Saturday, May 28, 2011

Barry Manilow - Tryin' To Get the Feeling

Welcome to another edition of Seventies Saturday.

In 1975, Barry Manilow released his third studio album Tryin’ to Get the Feeling. This record continued the popular momentum of his previous release, scoring him a top 10 album (it peaked at number 5). The record went on to be certified as triple platinum.

“New York City Rhythm” opens the first side. I have to admit that I am very partial to songs that celebrate the aspects of New York City. As a kid, I always was fascinated by the Big Apple - thanks to movies, TV shows and even comic books. It seemed like a place I wanted to be. I eventually got to visit the city a few times in the mid-80’s and I enjoyed it a lot. Barry’s song spotlights a number of aspects of the metropolitan area, including a little Latin flavor.

Next is the title track. “Tryin’ to Get the Feeling Again”, the second single from the record, spent ten weeks on the charts and reached number 10. The lyrics speak to a possible reconciliation between former lovers. I like this one a lot too. I’m such a sap when it comes to love songs, even songs about former love - funny because in 1975 when this came out I hardly knew what love was even about. The Carpenters recorded a version at the same time but never released it until a collection in 1995.

“Why Don’t We Live Together” has so many sounds going on with it. It starts with an organ, and then there are some full symphonic strings, a bit of a funky riff, and a little Calypso rhythm. You’d think it would be a mess, but it flows together pretty well.
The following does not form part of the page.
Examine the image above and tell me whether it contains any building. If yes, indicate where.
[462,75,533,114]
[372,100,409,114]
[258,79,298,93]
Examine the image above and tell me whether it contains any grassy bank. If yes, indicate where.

“Bandstand Boogie” was used as the theme song for the long-running ABC music program American Bandstand. I would watch the show every Saturday after lunch during the 70’s and early 80’s, to catch my favorite acts performing the top hits and new releases of the day. The song has a nice swing to it.

“You’re Leaving Too Soon” has a little bit of a country feel to it thanks to the steel guitar that is prominent on the track.

“She’s a Star” closes out the side. This piano ballad tells of the eventual success of a popular female singer. The music starts out with a simple piano opening but eventually explodes into a huge production, just like the meteoric rise of a career.

“I Write the Songs”, a song Manilow ironically did not write (that would be Bruce Johnston of the Beach Boys) kicks off the second side. It was the first single released and Barry’s second number one record. This is my favorite track from this album, one I easily find myself singing along to. It is a great composition and a wonderful recording. Pure, classic 1970’s.

“As Sure as I’m Standin’ Here” is a beautiful piano ballad.

“A Nice Boy Like Me” has a rocking tempo to it with a little ragtime piano too. He has a nice back-and-forth with his background singers, something I am sure transitioned well to the live shows. I remember catching one of his concerts on HBO in the early 80’s, and they looked like a lot of fun.

“Lay Me Down” is another piano ballad, something that Barry excels at. I love the simplicity of just the voice and the keys (and a sprinkling of drums), together making wonderful music together.

“Beautiful Music” closes out the record. It is a nice bookend to “I Write the Songs” which started this half of the record.

Folks tend to fall into two camps when it comes to Barry Manilow - love him or hate him. I’m firmly in the former camp. Sure, the music is straight-up pop music, mostly love songs, but Barry pulls them off so effortlessly. They are songs that, as a kid, I could listen to right there with my grandparents and feel comfortable doing so. You could hear them on jukeboxes (like the local diner at the plaza near where I grew up). It is music that is accessible to everyone and unoffending. That’s why I like his music and this album.